As time goes on, I will do my best to update you all with questions I am asked frequently about the Families First Coronavirus Response Act (Families First Act or FFCRA) which includes the Emergency Family and Medical Leave Expansion Act (EFMLA) and the Emergency Paid Sick Leave Act (SPSLA). This post will be updated continuously with my read of the Families First Act as much as I am able (you’d be surprised how many employers think they are the first to ask a question – I assure you, you are not alone!).
- Is the 80 hours of paid sick leave in addition to PTO/vacation/sick time already offered? YES. The EPSLA specifically states that an employee “may first use” the paid sick time (for COVID-19 reasons) and an employer “may not” require them to use other leave first. Sec. 5102(e).
- When counting 500 employees for EFMLA, does the 75 mile rule apply as with FMLA? NO. For purposes of EFMLA, the term “eligible employee” is all employees who have been employed for 30 days – the exclusion for employees who work at a worksite of less than 50 employees within 75 miles of another worksite was stricken.
- Does the revision to the 500 employee threshold (versus 50) change the FMLA? NO. The EFMLA only changes the FMLA definitions “with respect to leave under section 102(a)(2)(F)”.
- Does it apply to non-profit corporations? YES. Section 7001 and 7003 allow for the “refundability of excess credit”. Though, you should contact your CPA if you have questions – I am not a tax attorney!

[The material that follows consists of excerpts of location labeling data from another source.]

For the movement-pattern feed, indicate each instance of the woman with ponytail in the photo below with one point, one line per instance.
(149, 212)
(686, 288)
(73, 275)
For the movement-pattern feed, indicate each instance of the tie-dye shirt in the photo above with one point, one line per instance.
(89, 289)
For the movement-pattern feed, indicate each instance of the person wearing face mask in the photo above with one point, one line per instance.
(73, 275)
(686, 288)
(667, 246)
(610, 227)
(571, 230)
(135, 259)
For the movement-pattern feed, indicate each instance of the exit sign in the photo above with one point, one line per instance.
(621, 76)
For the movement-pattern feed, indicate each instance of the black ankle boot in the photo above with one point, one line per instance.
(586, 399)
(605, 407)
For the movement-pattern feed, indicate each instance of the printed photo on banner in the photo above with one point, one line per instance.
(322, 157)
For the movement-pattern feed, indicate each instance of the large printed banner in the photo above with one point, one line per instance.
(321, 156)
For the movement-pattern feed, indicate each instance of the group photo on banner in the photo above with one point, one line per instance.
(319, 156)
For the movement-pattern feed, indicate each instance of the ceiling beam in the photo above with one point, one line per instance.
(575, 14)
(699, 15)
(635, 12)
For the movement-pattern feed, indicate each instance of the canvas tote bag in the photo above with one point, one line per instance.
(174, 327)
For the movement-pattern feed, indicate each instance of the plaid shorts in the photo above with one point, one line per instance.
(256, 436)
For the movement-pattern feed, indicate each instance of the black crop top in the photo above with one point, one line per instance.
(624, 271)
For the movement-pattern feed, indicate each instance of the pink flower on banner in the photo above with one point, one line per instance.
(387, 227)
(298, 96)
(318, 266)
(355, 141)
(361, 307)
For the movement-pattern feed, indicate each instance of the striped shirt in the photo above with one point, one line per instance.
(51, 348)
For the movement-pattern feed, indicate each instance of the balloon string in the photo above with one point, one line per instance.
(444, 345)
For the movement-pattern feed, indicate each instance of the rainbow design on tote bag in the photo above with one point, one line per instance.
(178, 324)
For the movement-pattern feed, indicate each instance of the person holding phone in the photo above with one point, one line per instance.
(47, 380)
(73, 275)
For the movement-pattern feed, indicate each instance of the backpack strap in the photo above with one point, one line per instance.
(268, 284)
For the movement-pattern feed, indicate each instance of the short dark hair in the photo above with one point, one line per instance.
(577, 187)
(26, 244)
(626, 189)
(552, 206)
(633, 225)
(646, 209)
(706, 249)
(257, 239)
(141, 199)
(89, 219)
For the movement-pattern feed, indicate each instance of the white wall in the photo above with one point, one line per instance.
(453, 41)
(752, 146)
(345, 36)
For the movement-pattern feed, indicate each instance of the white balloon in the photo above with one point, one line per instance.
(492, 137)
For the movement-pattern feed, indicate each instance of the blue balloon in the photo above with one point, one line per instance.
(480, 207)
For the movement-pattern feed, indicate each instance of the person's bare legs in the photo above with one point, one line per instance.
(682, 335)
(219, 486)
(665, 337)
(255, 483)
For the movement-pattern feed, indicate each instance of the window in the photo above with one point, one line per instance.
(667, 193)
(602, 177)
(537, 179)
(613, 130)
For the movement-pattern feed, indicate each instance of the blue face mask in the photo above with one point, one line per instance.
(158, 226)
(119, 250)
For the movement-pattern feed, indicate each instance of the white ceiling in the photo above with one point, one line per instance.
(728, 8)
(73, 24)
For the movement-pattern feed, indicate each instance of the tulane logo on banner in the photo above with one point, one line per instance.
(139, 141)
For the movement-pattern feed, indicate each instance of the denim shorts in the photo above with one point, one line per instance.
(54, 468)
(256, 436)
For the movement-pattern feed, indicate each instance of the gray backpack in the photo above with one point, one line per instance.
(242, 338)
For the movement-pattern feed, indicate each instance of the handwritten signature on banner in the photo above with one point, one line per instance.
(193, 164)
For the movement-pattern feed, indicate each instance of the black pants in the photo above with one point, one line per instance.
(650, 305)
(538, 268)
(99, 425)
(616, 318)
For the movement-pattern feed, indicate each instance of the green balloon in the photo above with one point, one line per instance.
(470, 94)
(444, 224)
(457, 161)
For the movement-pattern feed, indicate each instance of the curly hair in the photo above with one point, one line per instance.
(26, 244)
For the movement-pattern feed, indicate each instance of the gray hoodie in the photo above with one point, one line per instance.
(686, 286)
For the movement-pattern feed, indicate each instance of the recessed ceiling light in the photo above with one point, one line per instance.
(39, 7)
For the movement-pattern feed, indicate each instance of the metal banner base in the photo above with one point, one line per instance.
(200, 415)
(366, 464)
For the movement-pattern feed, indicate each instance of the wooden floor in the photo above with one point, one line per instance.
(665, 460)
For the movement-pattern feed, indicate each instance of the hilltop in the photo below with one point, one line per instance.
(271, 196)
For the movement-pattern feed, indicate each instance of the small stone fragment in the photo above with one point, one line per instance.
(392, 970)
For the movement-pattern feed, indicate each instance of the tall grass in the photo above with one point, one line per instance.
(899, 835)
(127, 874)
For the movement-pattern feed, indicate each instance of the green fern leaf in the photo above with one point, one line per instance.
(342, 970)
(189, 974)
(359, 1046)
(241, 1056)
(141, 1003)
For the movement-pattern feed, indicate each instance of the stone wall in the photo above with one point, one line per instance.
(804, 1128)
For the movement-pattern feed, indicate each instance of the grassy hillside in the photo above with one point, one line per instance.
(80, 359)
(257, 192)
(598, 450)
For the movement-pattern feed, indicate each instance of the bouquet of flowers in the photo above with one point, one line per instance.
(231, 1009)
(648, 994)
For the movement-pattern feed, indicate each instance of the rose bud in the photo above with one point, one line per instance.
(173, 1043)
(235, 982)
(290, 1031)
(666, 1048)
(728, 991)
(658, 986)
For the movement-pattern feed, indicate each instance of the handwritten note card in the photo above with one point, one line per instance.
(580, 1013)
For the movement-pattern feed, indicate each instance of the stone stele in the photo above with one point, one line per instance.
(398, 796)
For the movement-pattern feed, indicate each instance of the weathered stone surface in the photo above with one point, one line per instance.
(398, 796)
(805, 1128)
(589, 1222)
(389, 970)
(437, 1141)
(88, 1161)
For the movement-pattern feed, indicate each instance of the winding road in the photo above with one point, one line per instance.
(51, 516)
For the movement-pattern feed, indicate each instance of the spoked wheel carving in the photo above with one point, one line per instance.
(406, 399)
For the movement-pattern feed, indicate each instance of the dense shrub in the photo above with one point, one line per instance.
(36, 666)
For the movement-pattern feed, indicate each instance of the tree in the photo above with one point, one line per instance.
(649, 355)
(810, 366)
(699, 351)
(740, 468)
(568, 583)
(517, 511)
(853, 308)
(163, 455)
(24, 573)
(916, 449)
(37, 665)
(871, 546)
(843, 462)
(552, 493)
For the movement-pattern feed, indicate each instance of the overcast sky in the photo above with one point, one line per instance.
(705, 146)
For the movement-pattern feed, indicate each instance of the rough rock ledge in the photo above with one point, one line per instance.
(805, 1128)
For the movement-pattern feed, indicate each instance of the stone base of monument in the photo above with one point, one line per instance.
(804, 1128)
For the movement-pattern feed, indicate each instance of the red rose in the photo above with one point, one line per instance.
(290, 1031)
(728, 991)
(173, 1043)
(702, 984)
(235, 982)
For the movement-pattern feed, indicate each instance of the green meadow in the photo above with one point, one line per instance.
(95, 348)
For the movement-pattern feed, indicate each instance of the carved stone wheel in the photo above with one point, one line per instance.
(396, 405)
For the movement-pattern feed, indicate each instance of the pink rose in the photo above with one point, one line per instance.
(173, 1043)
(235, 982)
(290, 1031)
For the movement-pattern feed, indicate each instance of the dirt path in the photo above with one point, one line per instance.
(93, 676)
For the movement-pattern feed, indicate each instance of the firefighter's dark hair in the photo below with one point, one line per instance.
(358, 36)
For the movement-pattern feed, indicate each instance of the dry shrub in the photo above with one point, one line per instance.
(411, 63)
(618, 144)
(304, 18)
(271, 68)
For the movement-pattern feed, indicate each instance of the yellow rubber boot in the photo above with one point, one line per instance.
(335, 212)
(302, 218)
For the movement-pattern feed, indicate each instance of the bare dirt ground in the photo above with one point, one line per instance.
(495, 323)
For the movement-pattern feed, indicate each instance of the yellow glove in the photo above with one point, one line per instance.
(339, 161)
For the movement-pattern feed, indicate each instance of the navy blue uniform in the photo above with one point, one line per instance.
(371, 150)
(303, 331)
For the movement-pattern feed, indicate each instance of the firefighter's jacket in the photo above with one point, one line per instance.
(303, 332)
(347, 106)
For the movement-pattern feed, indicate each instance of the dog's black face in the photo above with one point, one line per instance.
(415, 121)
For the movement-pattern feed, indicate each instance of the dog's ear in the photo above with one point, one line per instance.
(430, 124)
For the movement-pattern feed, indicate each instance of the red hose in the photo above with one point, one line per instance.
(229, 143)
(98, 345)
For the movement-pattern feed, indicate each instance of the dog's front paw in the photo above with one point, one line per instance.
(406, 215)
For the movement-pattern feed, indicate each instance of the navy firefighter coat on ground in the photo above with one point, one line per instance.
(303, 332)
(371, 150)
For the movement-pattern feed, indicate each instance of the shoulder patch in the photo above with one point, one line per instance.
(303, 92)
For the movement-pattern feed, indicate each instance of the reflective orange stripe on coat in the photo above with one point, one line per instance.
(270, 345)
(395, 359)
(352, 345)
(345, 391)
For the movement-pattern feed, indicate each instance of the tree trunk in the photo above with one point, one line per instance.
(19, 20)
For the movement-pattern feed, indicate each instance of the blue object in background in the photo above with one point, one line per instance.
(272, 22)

- What is the Effective Date? April 2, 2020 – December 31, 2020.
- Do employers of 500+ employees have to provide EFMLA, even though they do not get a tax credit? NO. Employers with 500+ employees do not need to provide EFMLA and are ineligible for the tax credit.
- When will the DOL regulations be published regarding whether employers of less than 50 employees are exempt? According to the DOL website, this is anticipated in “April 2020”. Given it goes into effect April 2, hopefully by April 1.
- Is the 12 weeks EFMLA in addition to FMLA, for a total of 24 weeks? NO. It just adds another reason for FMLA for a broader group of employees.